NSCCN/stag：用于图结构聚类的C++库，支持多线程和MPI并行

This tool is design to classify metagenomic sequences (marker genes, genomes and amplicon reads) using a Hierarchical Taxonomic Classifier.

Please check also the wiki for more information.

Dependencies

The stag classifier requires:

Python 3.7 (or higher)
HMMER3 (or Infernal)
Easel (link)
seqtk
prodigal (to predict genes in genomes)
python library:
- numpy
- pandas
- sklearn
- h5py = 2.10.0

If you have conda, you can install all the dependencies in conda_env_stag.yaml. See Installation wiki for more info.

Installation

git clone https://github.com/zellerlab/stag.git
cd stag
# if environment is needed
conda env create -f conda_env_stag.yaml
python setup.py bdist_wheel
pip install --no-deps --force-reinstall dist/*.whl

Note: in the following examples we assume that the python script stag is in the system path.

Execution

# if environment was installed
conda activate stag
# test the installation
stag test

Taxonomically annotate gene sequences

Given a fasta file (let’s say unknown_seq.fasta), you can find the taxonomy annotation of these sequences using:

stag classify -d test_db.stagDB -i unknown_seq.fasta

The output is:

sequence    taxonomy
geneA    d__Bacteria;p__Firmicutes;c__Bacilli;o__Staphylococcales;f__Staphylococcaceae;g__Staphylococcus
geneB    d__Bacteria
geneC    d__Bacteria;p__Proteobacteria;c__Gammaproteobacteria

You can either create a database (see Create a database), or use one that we already compiled:

Taxonomically annotate genomes

Given a fasta file (let’s say unknown_genome.fasta), you can find the taxonomy annotation of this genome with:

stag classify_genome -i unknown_genome.fasta -d gtdb_30.stagDB -o res_dir

The output is saved in the directory res_dir. Inside you will find the file genome_annotation with the annotation in the same format as in the gene classification. More information on the other files can be found here.

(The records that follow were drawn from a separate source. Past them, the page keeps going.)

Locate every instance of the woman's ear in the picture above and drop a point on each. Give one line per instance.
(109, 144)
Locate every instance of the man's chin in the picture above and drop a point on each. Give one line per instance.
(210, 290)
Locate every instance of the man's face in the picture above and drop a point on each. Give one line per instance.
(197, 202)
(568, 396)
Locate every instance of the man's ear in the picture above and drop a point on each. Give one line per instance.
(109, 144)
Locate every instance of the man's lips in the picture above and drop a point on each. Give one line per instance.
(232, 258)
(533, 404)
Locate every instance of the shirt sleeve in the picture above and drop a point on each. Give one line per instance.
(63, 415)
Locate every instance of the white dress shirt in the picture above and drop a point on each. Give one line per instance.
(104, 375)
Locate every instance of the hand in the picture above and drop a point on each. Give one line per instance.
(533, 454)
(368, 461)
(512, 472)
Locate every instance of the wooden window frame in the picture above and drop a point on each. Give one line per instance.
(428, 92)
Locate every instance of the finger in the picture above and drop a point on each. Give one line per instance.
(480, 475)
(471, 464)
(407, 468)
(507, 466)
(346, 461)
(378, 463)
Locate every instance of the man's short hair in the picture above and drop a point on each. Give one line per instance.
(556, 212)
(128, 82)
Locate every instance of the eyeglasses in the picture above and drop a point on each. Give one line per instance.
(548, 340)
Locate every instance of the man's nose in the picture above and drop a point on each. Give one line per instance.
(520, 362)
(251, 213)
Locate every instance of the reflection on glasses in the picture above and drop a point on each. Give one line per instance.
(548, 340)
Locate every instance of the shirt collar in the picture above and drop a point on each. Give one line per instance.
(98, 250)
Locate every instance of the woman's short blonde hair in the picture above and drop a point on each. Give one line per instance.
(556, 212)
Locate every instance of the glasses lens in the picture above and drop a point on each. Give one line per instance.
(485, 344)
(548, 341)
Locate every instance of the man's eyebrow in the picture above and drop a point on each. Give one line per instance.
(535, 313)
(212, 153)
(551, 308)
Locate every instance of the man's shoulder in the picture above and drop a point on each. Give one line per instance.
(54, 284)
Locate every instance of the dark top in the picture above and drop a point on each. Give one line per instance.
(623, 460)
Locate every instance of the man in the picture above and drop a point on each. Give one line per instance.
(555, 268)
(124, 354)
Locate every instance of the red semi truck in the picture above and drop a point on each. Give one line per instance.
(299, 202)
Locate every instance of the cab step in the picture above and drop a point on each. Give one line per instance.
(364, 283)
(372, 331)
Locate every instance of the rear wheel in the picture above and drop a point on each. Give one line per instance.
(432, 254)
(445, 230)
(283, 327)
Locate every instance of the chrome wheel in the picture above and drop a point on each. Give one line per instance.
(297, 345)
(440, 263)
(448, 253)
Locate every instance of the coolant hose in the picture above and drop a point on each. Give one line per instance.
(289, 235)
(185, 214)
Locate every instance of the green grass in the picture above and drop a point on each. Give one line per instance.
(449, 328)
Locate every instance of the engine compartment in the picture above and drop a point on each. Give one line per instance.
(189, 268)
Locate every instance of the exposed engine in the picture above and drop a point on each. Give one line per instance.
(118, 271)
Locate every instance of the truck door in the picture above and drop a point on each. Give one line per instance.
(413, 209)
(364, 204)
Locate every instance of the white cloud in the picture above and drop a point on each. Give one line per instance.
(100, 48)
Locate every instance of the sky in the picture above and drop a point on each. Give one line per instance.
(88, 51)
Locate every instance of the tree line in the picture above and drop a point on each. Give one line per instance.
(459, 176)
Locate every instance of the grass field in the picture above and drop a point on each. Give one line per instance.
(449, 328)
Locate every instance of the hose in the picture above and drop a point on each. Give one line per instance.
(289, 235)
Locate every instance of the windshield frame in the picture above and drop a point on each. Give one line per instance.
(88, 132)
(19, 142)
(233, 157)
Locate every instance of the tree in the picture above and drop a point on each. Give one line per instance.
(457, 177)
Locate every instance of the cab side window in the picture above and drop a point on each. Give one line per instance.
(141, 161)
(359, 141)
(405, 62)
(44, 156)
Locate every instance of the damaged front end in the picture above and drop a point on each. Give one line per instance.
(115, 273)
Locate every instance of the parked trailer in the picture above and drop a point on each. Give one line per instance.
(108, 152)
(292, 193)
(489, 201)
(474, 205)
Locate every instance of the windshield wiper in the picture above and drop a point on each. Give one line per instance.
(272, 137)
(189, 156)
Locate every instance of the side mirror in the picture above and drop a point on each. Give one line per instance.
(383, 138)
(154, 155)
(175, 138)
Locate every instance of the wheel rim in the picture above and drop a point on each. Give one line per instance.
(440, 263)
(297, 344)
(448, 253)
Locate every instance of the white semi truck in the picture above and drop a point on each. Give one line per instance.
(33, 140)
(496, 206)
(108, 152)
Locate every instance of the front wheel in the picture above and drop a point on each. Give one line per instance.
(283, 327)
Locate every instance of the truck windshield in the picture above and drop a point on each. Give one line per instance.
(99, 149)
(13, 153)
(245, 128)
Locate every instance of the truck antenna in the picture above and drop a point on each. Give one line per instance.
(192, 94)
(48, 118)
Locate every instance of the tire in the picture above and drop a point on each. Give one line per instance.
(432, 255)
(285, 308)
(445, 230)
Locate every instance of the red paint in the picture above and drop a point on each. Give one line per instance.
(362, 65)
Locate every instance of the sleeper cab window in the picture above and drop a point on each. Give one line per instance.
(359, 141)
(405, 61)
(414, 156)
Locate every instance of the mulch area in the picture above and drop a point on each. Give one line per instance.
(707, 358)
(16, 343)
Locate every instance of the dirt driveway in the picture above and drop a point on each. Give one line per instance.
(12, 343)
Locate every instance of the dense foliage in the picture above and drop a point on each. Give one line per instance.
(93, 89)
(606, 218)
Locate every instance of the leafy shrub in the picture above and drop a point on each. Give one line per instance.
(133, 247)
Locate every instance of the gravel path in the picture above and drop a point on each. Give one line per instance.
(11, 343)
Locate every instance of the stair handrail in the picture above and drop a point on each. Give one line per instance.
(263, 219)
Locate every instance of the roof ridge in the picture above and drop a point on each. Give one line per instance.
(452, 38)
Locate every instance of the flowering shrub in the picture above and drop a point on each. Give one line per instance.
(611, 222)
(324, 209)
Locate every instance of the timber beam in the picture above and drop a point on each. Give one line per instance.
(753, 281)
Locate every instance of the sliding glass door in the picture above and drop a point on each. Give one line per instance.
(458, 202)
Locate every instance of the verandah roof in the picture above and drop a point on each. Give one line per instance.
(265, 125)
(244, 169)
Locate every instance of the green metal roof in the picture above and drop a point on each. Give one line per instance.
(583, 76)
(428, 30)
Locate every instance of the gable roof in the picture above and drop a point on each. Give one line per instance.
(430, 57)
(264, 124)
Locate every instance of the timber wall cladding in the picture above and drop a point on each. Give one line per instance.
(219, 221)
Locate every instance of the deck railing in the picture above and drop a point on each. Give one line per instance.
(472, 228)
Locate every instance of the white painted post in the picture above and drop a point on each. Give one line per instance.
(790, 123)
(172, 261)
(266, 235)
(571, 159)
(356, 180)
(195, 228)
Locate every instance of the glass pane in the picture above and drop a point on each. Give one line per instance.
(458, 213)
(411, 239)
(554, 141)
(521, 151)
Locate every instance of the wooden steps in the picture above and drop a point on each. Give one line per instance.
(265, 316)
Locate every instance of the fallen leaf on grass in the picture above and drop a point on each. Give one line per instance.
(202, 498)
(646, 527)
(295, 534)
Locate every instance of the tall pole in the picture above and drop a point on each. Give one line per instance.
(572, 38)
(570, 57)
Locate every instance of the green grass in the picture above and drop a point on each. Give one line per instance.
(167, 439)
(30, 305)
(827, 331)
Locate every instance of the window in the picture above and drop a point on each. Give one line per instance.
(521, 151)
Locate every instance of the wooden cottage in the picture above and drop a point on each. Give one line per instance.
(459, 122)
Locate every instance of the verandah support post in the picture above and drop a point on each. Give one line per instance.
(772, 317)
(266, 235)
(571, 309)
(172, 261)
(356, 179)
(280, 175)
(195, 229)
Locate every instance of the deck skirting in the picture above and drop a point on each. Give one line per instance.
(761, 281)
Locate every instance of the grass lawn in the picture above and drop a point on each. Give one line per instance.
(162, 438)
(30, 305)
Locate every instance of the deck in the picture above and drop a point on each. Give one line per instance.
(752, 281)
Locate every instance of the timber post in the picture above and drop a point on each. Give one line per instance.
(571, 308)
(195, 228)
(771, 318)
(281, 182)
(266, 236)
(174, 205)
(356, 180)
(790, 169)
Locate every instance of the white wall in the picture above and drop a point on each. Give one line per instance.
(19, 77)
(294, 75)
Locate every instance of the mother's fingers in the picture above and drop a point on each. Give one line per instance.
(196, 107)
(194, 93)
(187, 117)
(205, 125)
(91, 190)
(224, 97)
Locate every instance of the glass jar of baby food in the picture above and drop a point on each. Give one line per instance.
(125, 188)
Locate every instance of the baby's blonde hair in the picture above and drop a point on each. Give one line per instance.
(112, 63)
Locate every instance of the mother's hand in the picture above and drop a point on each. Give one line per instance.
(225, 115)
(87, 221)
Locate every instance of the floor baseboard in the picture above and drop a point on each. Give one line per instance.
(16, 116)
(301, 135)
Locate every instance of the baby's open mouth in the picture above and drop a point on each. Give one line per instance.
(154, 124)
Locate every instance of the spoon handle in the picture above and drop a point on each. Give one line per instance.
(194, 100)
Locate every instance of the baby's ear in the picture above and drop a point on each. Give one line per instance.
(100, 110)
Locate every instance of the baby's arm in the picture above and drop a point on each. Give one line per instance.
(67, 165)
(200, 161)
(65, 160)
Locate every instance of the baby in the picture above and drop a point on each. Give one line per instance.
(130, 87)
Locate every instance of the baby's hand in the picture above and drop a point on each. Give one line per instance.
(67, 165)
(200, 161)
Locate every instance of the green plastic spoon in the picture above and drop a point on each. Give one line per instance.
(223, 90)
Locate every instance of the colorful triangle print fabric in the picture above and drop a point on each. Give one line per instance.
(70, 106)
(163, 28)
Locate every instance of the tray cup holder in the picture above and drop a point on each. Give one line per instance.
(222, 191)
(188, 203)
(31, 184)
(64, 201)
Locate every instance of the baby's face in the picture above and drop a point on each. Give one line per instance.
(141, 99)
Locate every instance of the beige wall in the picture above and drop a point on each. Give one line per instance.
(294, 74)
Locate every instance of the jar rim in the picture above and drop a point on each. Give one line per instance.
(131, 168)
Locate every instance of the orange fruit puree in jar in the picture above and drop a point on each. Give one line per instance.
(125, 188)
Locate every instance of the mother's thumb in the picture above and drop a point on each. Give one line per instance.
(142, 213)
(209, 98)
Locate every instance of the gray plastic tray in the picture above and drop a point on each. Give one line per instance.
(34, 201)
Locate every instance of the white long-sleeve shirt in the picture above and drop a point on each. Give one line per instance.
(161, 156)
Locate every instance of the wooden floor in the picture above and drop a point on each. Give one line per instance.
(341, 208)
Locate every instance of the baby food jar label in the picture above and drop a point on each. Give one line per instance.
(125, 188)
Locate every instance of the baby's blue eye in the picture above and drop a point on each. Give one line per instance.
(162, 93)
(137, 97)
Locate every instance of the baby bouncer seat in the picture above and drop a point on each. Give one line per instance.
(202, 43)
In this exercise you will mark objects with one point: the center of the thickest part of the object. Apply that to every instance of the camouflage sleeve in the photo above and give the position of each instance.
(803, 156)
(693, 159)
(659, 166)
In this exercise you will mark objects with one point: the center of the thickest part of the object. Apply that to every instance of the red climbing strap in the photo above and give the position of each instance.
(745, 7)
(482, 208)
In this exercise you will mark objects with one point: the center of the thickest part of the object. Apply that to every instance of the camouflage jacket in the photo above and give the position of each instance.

To classify multiple genomes, you can use:

stag classify_genome -D all/genomes/dir -d gtdb_30.stagDB -o res_dir

Where all/genomes/dir is a directory, and all fasta files inside the directory will be classified.

Finally, you can find some databases to classify genomes (gtdb_30.stagDB in the examples) here.

Schematic depiction of the STAG workflow.

(a) Example taxonomic tree alongside thirteen (partial) 16S sequences in a multiple sequence alignment (MSA). Four positions in the MSA are highlighted for the information they contain to distinguish the different clades shown. For example, at position 455, a ‘G’ distinguishes Enterobacteriaceae from Erwiniaceae. To leverage this information, STAG trains one LASSO logistic regression classifier for each node in the tree; coefficients corresponding to aligned bases are shown in b, c and d. For example, a ‘C’ at position 648 is learnt to facilitate discrimination of Escherichia coli from Escherichia albertii.

To annotate a new sequence, it is first aligned to the MSA constructed during training. Second, the sequence is classified along the tree, following the path with the highest posterior probabilities (as returned by the node classifiers). Finally, the taxonomic lineage of the new sequence is inferred from the probabilities accrued in the previous step; this in particular entails the decision of which ranks not to assign.